If you have been in and out of the dating scene for a while, you will no doubt sometimes look back and think, why on earth did I do that? Or why did I put up with that? We all make mistakes and bad choices of course and some of those mistakes can plague us for years to come.
Have you ever walked out on someone that you loved and made the decision that it was all over irrespective of how much he grovelled because he had hurt you? Have you ever let someone walk away because you felt that you couldn’t be with someone you didn’t completely trust? Sometimes we make hard but just decisions and at other times we let our fears and feelings dictate to us.
We all like to think that we make informed choices and that we learn from our mistakes. We think that the next relationship will be the one which finally works out and where life suddenly becomes good. Some lessons sadly, are a lot harder to learn than others and mistakes come in differently wrapped packages so it’s hard to see whether we are repeating the same old mistakes over and over.
One very common and unfair dating mistake is to start blaming your partner for all of the things that went wrong with your ex. Okay, maybe you indirectly blame your partner (well, he’s male) but it’s hard to let go of unresolved anger if you have deeply frustrated issues that you never got to discuss. It’s unhealthy to hold on to the past. It’s unhealthy for your current relationship for you to take out your hurt on your partner.
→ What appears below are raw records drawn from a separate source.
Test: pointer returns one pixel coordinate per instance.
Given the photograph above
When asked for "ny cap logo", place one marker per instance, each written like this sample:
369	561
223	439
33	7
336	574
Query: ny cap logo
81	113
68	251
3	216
It’s time to wise up to the past and let it go so you can move on properly.
How many times have you turned people down because they are just not quite right? Sometimes we are all guilty of holding out for that perfect man and yet, we know deep down that perfection doesn’t exist. There is no perfect love or perfect relationship. Of course you should never settle down with someone you are not besotted with but if you can find little wrong with your relationship and he ticks almost all of the boxes, then maybe you should give him a chance.
Another big mistake many people make is giving in when it suddenly becomes tough going. Of course things are going to change throughout your relationship; it’s not going to be all hearts and flowers for ever. Fact. Sometimes life gets in the way of your feelings for each other and it makes it difficult to remember the person you fell in love with for a while because he might not be acting in the same way due to external pressures. If you love each other and the foundations of your relationship are intact, then hang in there. Don’t walk away when the pressure is on.
Of course sometimes, a relationship does turn sour and it is time to say goodbye. Only you can know if this is really all over and the right course of action for you. Many make the mistake of suddenly believing that their dating future is all over and that this was their last chance to find love. Your heart might be broken or your self-esteem in tatters but don’t let this make you lose faith in who you are and what you have to offer. You will find love again.
Another common mistake to avoid is to let the communication airwaves get bunged up with resentment and anger. It’s the quickest way to kill a formerly good relationship and it’s easy to do. You might blame it on a stubborn streak or a deep conviction that you are right and your partner is wrong, but if you both stop talking then you are on a slippery slope to a failed relationship.
Little problems can sometimes turn into almighty mountains and this is primarily women who turn an annoying and often upsetting problem into something potentially damaging. It might not be deliberate but it happens. If you find yourself really nit-picking and building a mountain out of a mole-hill, stop and listen to yourself. Is it really worth wrecking your relationship over? Live and learn and make the most of your relationship-even if it is not perfect.